Democracy defenders on Monday sharply criticized Israeli Prime Minister Benjamin Netanyahu's agreement to place the country's National Guard under the control of National Security Minister Itamar Ben-Gvir, a far-right extremist who has advocated the ethnic cleansing of Palestinians.
Netanyahu's move is in exchange for a promise from Ben-Gvir's Otzma Yehudit (Jewish Power) party to remain in the prime minister's governing coalition despite an earlier threat to exit if Netanyahu delayed a highly controversial judicial overhaul. Facing massive street protests and a general strike by the nation's largest trade union, Netanyahu agreed on Monday to postpone the legislation until April or early May.
Hundreds of thousands of Israelis took to the streets Sunday to protest Netanyahu's firing of Defense Minister Yoav Gallant, who a day earlier advocated for a monthlong pause to the judicial reform.
"Instead of democracy, Israel doubles down on fascism against Palestinians."
Netanyahu explained in a televised address Monday that he is "not willing to tear the country apart," while asserting that "there must not be civil war."
The Association for Civil Rights in Israel (ACRI) said in response to Netanyahu's deal with his security minister: "We already saw what happened when Ben-Gvir wanted to suppress the protests, now one can only imagine what will happen when he has his own militias."
It is important to understand—the "National Guard" that Netanyahu promised is a private armed militia that will answer directly to Ben-Gvir. This is a police unit intended first and foremost to act in mixed cities, first and foremost against the Arab population. Such power in Ben-Gvir's hands = certain violation of Arabs' rights. Advancing such a proposal will also enable him to use these forces against the protests and demonstrators.
This is a new and dangerous addition to the coup d'état that we are witnessing. As if it is not enough to act against the judicial system, now we see operative steps to take authorities from the police and turn them into Ben-Gvir's Revolutionary Guards.
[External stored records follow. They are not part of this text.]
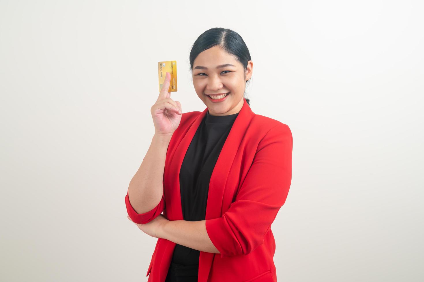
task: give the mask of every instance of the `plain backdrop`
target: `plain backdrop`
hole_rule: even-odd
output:
[[[204,31],[254,62],[246,97],[290,127],[279,281],[421,281],[419,1],[0,1],[2,281],[145,281],[157,239],[124,198],[154,132],[157,62],[183,112]]]

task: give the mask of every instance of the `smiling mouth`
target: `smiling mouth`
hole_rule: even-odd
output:
[[[225,94],[222,94],[219,95],[208,95],[208,94],[206,94],[206,95],[207,96],[209,96],[209,98],[211,99],[212,99],[213,100],[219,100],[220,99],[222,99],[224,97],[227,96],[228,95],[230,94],[230,92],[228,92]]]

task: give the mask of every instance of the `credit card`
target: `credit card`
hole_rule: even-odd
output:
[[[162,89],[162,85],[165,82],[167,72],[171,74],[171,80],[169,82],[168,92],[177,91],[177,61],[165,61],[158,62],[158,74],[159,76],[159,91]]]

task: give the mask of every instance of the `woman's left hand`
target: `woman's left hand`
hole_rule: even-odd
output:
[[[127,216],[127,217],[131,222],[134,222],[132,220],[131,220],[129,216]],[[159,214],[157,217],[150,222],[148,222],[145,224],[134,223],[134,224],[138,227],[140,230],[146,234],[155,238],[161,238],[159,236],[162,233],[162,231],[163,226],[169,220],[168,220],[165,216],[162,214]]]

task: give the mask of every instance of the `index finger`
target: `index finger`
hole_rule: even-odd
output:
[[[171,74],[167,71],[165,74],[165,81],[163,82],[162,88],[159,93],[159,98],[161,99],[165,99],[168,97],[170,97],[171,93],[168,91],[169,90],[169,85],[171,81]]]

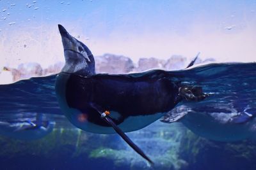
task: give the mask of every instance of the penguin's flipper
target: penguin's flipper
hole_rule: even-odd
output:
[[[90,103],[90,106],[94,108],[100,115],[101,118],[103,118],[109,125],[112,126],[114,129],[115,131],[120,136],[131,146],[132,148],[135,150],[138,154],[140,154],[141,157],[143,157],[145,159],[146,159],[148,162],[150,162],[152,165],[154,165],[154,162],[144,153],[144,152],[139,148],[138,146],[134,143],[132,140],[120,129],[116,124],[112,120],[111,118],[109,116],[110,114],[109,111],[104,111],[103,108],[96,104],[95,103]]]
[[[163,117],[161,117],[160,118],[160,121],[167,124],[177,122],[179,122],[182,118],[183,118],[187,114],[188,112],[185,111],[177,113],[170,111],[166,115],[164,115]]]
[[[118,133],[122,138],[131,146],[132,148],[135,150],[138,154],[140,154],[141,157],[143,157],[145,159],[150,163],[150,164],[154,164],[154,162],[144,153],[144,152],[131,140],[130,138],[115,124],[115,122],[111,120],[111,118],[106,116],[103,118],[104,120],[108,122],[110,125],[113,127],[114,130]]]
[[[244,124],[251,120],[256,116],[256,112],[253,108],[246,108],[239,115],[234,116],[230,118],[229,122],[231,124]]]
[[[189,64],[188,64],[188,67],[186,67],[186,68],[188,68],[190,67],[191,66],[192,66],[193,65],[194,65],[195,62],[197,58],[198,57],[200,54],[200,52],[198,52],[196,56],[196,57],[195,57],[195,59],[193,59],[193,60],[191,60],[191,62],[189,63]]]

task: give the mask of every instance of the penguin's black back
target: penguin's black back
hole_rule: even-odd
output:
[[[100,111],[118,112],[122,118],[116,120],[117,124],[130,116],[166,112],[179,102],[179,87],[164,73],[90,77],[70,74],[66,85],[67,102],[69,107],[88,114],[88,121],[101,125],[105,123],[92,104],[99,106]]]

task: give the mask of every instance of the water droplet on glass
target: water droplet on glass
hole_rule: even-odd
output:
[[[27,4],[26,6],[27,6],[28,8],[30,8],[30,7],[31,7],[32,6],[33,6],[32,4]]]
[[[16,22],[9,22],[9,25],[14,25],[14,24],[16,24]]]
[[[227,29],[227,30],[231,30],[231,29],[234,29],[234,27],[235,27],[235,25],[230,25],[230,26],[225,27],[225,29]]]

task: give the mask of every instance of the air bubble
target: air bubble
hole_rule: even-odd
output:
[[[9,25],[14,25],[14,24],[16,24],[16,22],[9,22]]]

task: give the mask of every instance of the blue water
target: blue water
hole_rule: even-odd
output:
[[[149,71],[154,72],[155,71]],[[244,126],[245,124],[250,124],[250,127],[248,127],[248,131],[250,131],[250,132],[253,132],[254,124],[253,123],[256,115],[255,63],[211,64],[185,70],[169,71],[168,73],[168,78],[170,80],[175,81],[180,81],[184,85],[202,87],[204,92],[210,95],[201,102],[184,102],[180,103],[177,106],[182,105],[186,106],[191,110],[193,110],[193,112],[199,113],[199,119],[201,116],[204,117],[205,115],[210,115],[211,117],[209,117],[212,119],[212,121],[211,120],[211,122],[216,124],[221,124],[221,125],[224,125],[224,127],[226,125],[234,124],[237,125],[238,127],[236,128],[240,129],[244,129]],[[42,167],[42,169],[71,169],[72,166],[75,166],[77,169],[120,169],[121,168],[122,169],[130,169],[132,168],[132,169],[141,169],[141,168],[150,168],[147,162],[138,157],[131,148],[127,147],[126,144],[120,139],[116,135],[108,136],[93,134],[84,132],[81,132],[77,129],[72,127],[67,122],[65,117],[63,116],[58,107],[54,92],[55,78],[56,74],[54,74],[44,77],[31,78],[29,80],[21,80],[13,84],[0,85],[0,120],[1,122],[11,122],[28,118],[35,119],[35,113],[44,113],[44,120],[51,120],[56,122],[56,130],[53,132],[57,136],[59,135],[60,139],[63,139],[64,138],[61,138],[63,136],[60,137],[60,134],[57,132],[60,131],[62,133],[62,131],[64,131],[65,132],[66,129],[68,130],[72,129],[68,131],[70,131],[72,134],[79,136],[79,143],[87,144],[84,144],[84,146],[83,146],[84,148],[86,148],[86,150],[90,150],[88,151],[88,153],[91,153],[91,154],[92,152],[90,152],[92,150],[90,150],[97,149],[100,147],[107,147],[122,151],[125,150],[127,151],[129,154],[127,153],[127,157],[120,157],[122,159],[125,158],[127,160],[125,159],[125,161],[119,160],[119,162],[116,162],[118,157],[115,156],[115,154],[100,157],[101,158],[100,159],[97,159],[99,157],[93,159],[92,157],[88,158],[88,155],[84,153],[87,153],[87,151],[80,155],[79,157],[71,157],[70,153],[74,153],[74,152],[76,152],[75,151],[77,152],[77,147],[80,145],[77,145],[77,143],[76,143],[77,142],[76,138],[74,139],[74,138],[67,138],[64,139],[65,142],[68,143],[68,140],[74,140],[76,142],[72,145],[61,145],[60,146],[61,149],[56,146],[56,152],[58,150],[60,154],[58,159],[56,159],[56,153],[54,153],[54,150],[47,154],[47,157],[45,157],[45,154],[42,157],[38,155],[33,157],[31,153],[29,152],[28,153],[26,152],[26,153],[24,153],[24,155],[20,154],[20,153],[16,153],[17,154],[16,157],[15,155],[8,155],[7,157],[8,159],[6,158],[5,159],[2,159],[2,155],[0,162],[1,162],[1,164],[3,167],[6,169],[18,169],[17,167],[10,165],[12,162],[14,162],[16,163],[18,162],[18,164],[24,166],[24,167],[26,167],[24,168],[24,169],[29,169],[29,163],[28,162],[29,162],[28,160],[33,160],[35,166],[33,166],[34,163],[31,162],[31,169],[33,169],[36,165],[42,164],[44,165],[44,168]],[[250,116],[243,113],[244,112],[244,110],[247,113],[250,114]],[[236,115],[235,114],[236,116],[232,117],[233,115],[232,114],[234,113],[236,113]],[[225,117],[225,114],[227,117]],[[189,121],[189,118],[187,118],[186,121]],[[196,130],[189,127],[189,124],[188,124],[186,121],[184,121],[182,123],[187,127],[190,127],[192,131],[196,132]],[[193,122],[193,120],[191,121]],[[182,159],[182,155],[184,154],[184,151],[183,150],[183,153],[179,153],[180,147],[183,148],[187,147],[188,150],[186,150],[186,152],[188,153],[189,153],[189,150],[191,148],[188,146],[188,143],[186,142],[182,143],[184,138],[186,139],[188,137],[186,136],[188,131],[183,127],[180,127],[180,124],[178,125],[175,124],[174,125],[168,124],[157,121],[144,129],[129,133],[129,135],[135,143],[138,143],[141,147],[145,153],[148,154],[150,157],[152,157],[153,161],[156,162],[157,167],[158,167],[157,169],[191,169],[191,168],[194,169],[195,167],[197,168],[194,169],[198,169],[198,167],[202,167],[202,169],[205,169],[205,168],[209,167],[209,166],[205,165],[207,164],[211,164],[213,162],[211,162],[211,160],[207,160],[203,159],[204,155],[201,155],[200,157],[197,155],[196,157],[195,157],[196,159],[195,162],[201,162],[203,164],[202,165],[196,164],[196,163],[195,163],[195,161],[193,162],[190,159],[189,160],[185,159],[186,157],[188,159],[188,157],[189,157],[189,155],[186,155],[185,157],[183,155],[185,158],[184,160]],[[175,129],[179,130],[176,131]],[[211,129],[209,129],[209,131]],[[221,133],[222,132],[220,131],[219,132]],[[82,133],[81,136],[87,136],[86,139],[86,137],[84,137],[84,141],[83,141],[83,138],[82,138],[83,139],[80,138],[80,133]],[[199,134],[204,137],[211,137],[211,134]],[[189,134],[189,136],[191,135]],[[236,136],[236,134],[234,136]],[[9,139],[3,138],[3,141],[8,140]],[[45,138],[49,137],[46,136]],[[196,138],[195,138],[196,141],[198,141],[198,139],[201,139],[198,138],[198,137]],[[63,144],[63,141],[56,141],[56,139],[54,139],[55,145],[59,143],[61,143],[61,145]],[[38,143],[43,142],[42,140],[44,139],[39,141]],[[3,141],[0,141],[4,143]],[[146,143],[145,141],[147,141]],[[15,140],[11,141],[12,145],[19,144],[19,143],[16,143],[15,142]],[[219,152],[216,151],[214,153],[215,154],[214,157],[217,159],[217,160],[221,160],[221,157],[220,154],[224,154],[221,150],[225,150],[224,148],[229,146],[229,143],[227,143],[226,145],[223,143],[220,144],[218,142],[216,143],[212,141],[210,141],[214,143],[214,145],[218,146],[219,150],[217,149],[217,150]],[[36,143],[36,141],[33,142]],[[25,145],[26,147],[32,147],[29,145],[33,144],[33,142],[23,145]],[[244,144],[244,143],[241,143],[239,142],[241,141],[238,141],[238,145],[242,145],[242,146],[243,146],[243,145],[245,145],[245,146],[248,145],[248,143]],[[49,143],[49,145],[50,144]],[[184,146],[184,145],[186,145]],[[205,146],[208,146],[209,148],[212,147],[211,144],[209,144],[209,145],[206,145]],[[252,157],[252,155],[255,155],[253,154],[256,154],[256,150],[254,150],[255,148],[253,148],[255,146],[254,144],[252,144],[252,148],[251,147],[251,148],[252,149],[251,149],[250,152],[253,152],[253,153],[250,153],[251,155],[250,155],[251,157]],[[44,145],[37,146],[37,147],[41,147],[42,150],[44,150],[43,146]],[[197,145],[196,146],[199,147]],[[36,146],[33,145],[33,147]],[[62,150],[62,147],[63,147],[63,150]],[[4,145],[3,148],[4,150],[11,150],[11,146]],[[67,150],[68,152],[67,152]],[[30,149],[29,150],[29,152],[31,151]],[[61,152],[60,150],[64,151]],[[102,150],[104,150],[102,149]],[[241,151],[241,152],[238,152],[242,155],[244,154],[244,152]],[[169,153],[170,154],[164,155],[166,153]],[[205,154],[212,154],[206,152],[204,153]],[[230,155],[232,155],[233,153],[231,152],[231,153],[227,152],[225,154],[227,154],[226,156],[229,157]],[[191,155],[191,157],[193,156]],[[205,156],[209,157],[209,155]],[[134,157],[136,158],[135,159],[138,158],[138,160],[134,160],[134,159],[133,159]],[[22,159],[20,159],[22,157]],[[214,166],[212,166],[212,167],[209,167],[208,169],[216,169],[216,168],[220,168],[221,169],[224,169],[223,168],[225,168],[227,169],[227,167],[228,169],[230,167],[230,169],[243,169],[243,168],[244,167],[246,167],[247,169],[253,169],[255,167],[255,164],[253,163],[253,160],[250,162],[251,160],[250,158],[251,157],[249,157],[249,159],[246,159],[246,161],[242,160],[234,162],[230,166],[228,166],[228,164],[221,166],[214,164]],[[210,157],[210,159],[212,158]],[[61,164],[61,159],[65,161],[63,164]],[[181,163],[182,161],[180,159],[185,160],[189,164]],[[227,159],[227,162],[232,162],[236,160],[236,159],[229,160],[228,159]],[[51,161],[52,161],[51,160],[55,160],[55,163],[51,163]],[[100,162],[99,160],[103,160]],[[175,163],[174,164],[173,162]],[[192,164],[191,162],[193,162],[193,166],[189,164]],[[63,166],[65,164],[66,166]],[[86,164],[88,165],[87,167],[86,166]],[[169,164],[170,166],[166,166],[166,164]],[[163,166],[164,164],[164,166]],[[184,165],[179,166],[178,165],[180,164]],[[194,168],[193,168],[193,167]],[[236,169],[234,168],[236,167]]]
"The National Guard must be under the police rather than under the control of Lehava and the rest of the Kahanists," asserted Gilad Kariv, a member of Israel's parliament representing the center-left Israeli Labor Party, as he referenced the far-right Jewish supremacist political group and followers of Meir Kahane, the Orthodox rabbi convicted of terrorism before being assassinated in 1990.
For progressive critics, the idea of Ben-Gvir having a military unit under his direct control presents a frightening prospect.
Ben-Gvir was convicted in 2007 of incitement to racism and supporting the Kahanist terror group Kach after he advocated the ethnic cleansing of Palestinians. He is also an open admirer of Baruch Goldstein, a Jewish supremacist who murdered 29 Palestinian worshippers at a mosque in the 1994 Cave of the Patriarchs massacre.
Moshe Karadi, former general commissioner of the Israel Police, told the Times of Israel that Ben-Gvir "has formed a private militia for his political needs."
"He's dismantling Israeli democracy" and "turning Israel into a dictatorship," Karadi added.
Currently a unit within the Israel Border Police, the National Guard was established under the previous Israeli government amid rising Palestinian resistance and in the wake of the 2021 military assault on Gaza.